Roy Dewalt

Profile
- Position: Quarterback

Personal information
- Born: September 4, 1956 (age 69) Houston, Texas, U.S.

Career information
- College: UT Arlington
- NFL draft: 1980: 9th round, 236th overall pick

Career history
- BC Lions (1980–1987); Winnipeg Blue Bombers (1988); Ottawa Rough Riders (1988);

Awards and highlights
- Grey Cup champion (1985); Grey Cup MVP (1985); CFL West All-Star (1987);

= Roy Dewalt =

American gridiron football player (born 1956)

Roy Dewalt (born September 4, 1956) is an American former professional football quarterback who played in the Canadian Football League (CFL) from 1980 to 1988. He played for the BC Lions between 1980 and 1987, and the Winnipeg Blue Bombers and Ottawa Rough Riders in 1988. He led the Lions to their second Grey Cup championship in 1985 and was named the Grey Cup Most Valuable Player on offence.

==Professional career==
Dewalt joined the Lions in 1980 after being originally drafted out of Texas-Arlington as a running back by the Cleveland Browns in the ninth round of the NFL draft that season, and served as the back-up quarterback to Joe "the Throwin' Samoan" Paopao for two seasons. In 1982, he succeeded Paopao, which coincided with the arrival of Mervyn Fernandez who became Dewalt's favourite target. The next season Dewalt helped to lead the team to first place in the CFL Western Division, with an 11-5-0 record, and to its first Grey Cup appearance since 1964. However, they lost to the Toronto Argonauts, 18 to 17. In 1984, despite a first place record of 12-3-1, the Lions lost the West championship to the Blue Bombers. However, in 1985 the Lions came back with a 13-3-0 record, again first in the West, and a 37-24 Grey Cup victory over the Hamilton Tiger-Cats.

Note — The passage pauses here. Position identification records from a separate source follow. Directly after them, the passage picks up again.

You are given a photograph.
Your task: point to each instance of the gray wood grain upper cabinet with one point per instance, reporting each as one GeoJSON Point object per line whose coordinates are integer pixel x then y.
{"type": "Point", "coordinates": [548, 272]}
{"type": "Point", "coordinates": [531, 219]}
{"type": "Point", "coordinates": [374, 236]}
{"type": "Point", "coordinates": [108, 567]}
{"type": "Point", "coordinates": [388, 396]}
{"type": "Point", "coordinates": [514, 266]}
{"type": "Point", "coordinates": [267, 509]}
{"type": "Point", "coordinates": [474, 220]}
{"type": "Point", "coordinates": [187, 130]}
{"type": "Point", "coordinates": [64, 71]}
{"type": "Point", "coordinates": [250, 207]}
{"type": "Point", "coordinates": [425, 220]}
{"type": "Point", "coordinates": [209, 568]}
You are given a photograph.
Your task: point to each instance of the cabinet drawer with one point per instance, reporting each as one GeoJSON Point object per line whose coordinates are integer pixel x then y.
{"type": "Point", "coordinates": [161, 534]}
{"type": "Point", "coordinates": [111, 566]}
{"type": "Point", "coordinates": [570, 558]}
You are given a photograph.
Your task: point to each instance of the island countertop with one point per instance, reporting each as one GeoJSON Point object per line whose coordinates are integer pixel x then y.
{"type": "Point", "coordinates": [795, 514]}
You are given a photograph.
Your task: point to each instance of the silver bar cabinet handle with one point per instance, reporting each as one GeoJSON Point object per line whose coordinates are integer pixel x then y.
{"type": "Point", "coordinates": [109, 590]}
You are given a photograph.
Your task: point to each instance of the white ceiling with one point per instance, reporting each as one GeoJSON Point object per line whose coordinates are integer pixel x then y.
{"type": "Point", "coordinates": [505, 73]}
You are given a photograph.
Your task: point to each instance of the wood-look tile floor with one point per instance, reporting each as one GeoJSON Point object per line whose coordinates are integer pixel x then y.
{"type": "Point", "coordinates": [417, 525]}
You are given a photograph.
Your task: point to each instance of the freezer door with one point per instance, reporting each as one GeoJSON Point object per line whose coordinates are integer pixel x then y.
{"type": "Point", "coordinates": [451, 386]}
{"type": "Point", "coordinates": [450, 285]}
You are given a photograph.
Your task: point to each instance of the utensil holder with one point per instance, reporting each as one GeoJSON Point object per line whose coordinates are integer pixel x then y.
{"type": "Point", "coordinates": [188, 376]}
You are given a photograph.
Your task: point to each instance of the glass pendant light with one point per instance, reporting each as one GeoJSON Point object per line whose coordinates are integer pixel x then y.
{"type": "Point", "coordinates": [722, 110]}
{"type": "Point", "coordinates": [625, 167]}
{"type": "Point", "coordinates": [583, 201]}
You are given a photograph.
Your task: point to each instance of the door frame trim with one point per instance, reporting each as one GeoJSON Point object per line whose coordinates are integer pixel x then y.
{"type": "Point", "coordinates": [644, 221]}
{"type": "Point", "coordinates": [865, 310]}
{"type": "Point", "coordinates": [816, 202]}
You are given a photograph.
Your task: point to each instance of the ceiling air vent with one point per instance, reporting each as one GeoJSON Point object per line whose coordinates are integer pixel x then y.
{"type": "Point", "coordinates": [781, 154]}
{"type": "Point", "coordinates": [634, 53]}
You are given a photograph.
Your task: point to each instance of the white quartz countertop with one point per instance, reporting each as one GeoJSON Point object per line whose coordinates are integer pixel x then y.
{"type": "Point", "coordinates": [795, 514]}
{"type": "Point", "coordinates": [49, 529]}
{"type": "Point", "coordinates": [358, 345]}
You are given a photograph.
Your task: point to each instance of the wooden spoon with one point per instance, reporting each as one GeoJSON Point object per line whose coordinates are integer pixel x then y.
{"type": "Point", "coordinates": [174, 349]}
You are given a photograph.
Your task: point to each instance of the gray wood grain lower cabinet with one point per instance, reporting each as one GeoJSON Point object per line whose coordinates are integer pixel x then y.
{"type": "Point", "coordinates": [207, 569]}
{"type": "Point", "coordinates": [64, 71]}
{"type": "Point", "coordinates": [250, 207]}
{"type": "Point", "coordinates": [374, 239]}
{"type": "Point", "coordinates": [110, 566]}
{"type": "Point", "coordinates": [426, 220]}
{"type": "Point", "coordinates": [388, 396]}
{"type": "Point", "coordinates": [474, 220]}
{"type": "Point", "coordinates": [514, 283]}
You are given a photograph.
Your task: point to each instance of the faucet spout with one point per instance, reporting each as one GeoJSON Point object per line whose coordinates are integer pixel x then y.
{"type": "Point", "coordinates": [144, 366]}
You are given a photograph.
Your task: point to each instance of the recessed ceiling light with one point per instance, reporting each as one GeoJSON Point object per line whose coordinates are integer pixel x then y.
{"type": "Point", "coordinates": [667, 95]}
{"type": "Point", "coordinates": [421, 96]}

Although in 1985 Dewalt completed 301 out of 476 pass attempts for 4,237 yards and 27 touchdowns to 12 interceptions, his best season, he was not chosen as the division's all-star quarterback. That honour went to Matt Dunigan of the Edmonton Eskimos.

For the next two seasons Dewalt was not as effective of a quarterback, in part due to an injury to Fernandez in 1985 and the receiver's departure for the Los Angeles Raiders in 1986. In 1988, he was allowed to sign with the Winnipeg Blue Bombers after the Lions replaced him with Matt Dunigan. An arm injury led Dewalt to a number of poor performances and he was sent packing to the Ottawa Rough Riders where, overall, his play did not improve. He retired from pro football after the season.